Like the UNRWA staff, a majority of the people of Gaza have been forced to leave the north of the enclave, now largely a dystopian wasteland of millions of tonnes of conflict debris.
White, who was posted to Gaza two and half years ago straight from Afghanistan before the fall of Kabul, said, “The damage is so severe I don’t recognise the north any more. You lose your bearings because all the landmarks have gone.”
North of Wadi Gaza, relatives of the “missing” who still lie buried, entombed in a mass of shattered concrete and contorted steel, hover where their homes once stood, listening, in hope for a miracle and searching for memories. An estimated 8,000 civilians are reported missing, feared dead, buried beneath the rubble, according to Gaza’s Ministry of Health.
The UNRWA’s struggles are mirrored in the experiences of other leading aid providers too.
Khalid al-Hardan, vice chairman of the Qatar Committee for the Reconstruction of Gaza (QCRG) who has spent more than a decade overseeing the implementation of substantial Qatari-funded projects in Gaza, said the damage sustained in this war, compared with previous wars, was simply staggering. The QCRG’s projects in Gaza include hospitals, arterial roads, law courts and housing.

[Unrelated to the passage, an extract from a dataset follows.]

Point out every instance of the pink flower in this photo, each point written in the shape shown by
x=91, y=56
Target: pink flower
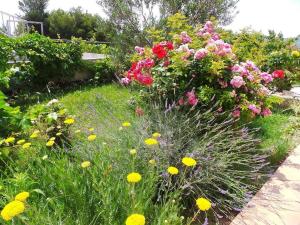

“People in Gaza have the right to live like any normal human being, educate their children, support their families, travel without restriction and live in peace. They deserve better than this,” said al-Hardan, speaking from Gaza.
The QCRG is already aware of severe damage to projects it has supported. The Palace of Justice — Gaza’s main court — located in az-Zahra, has been destroyed along with several parts of al-Rashid road along the strip’s beachfront.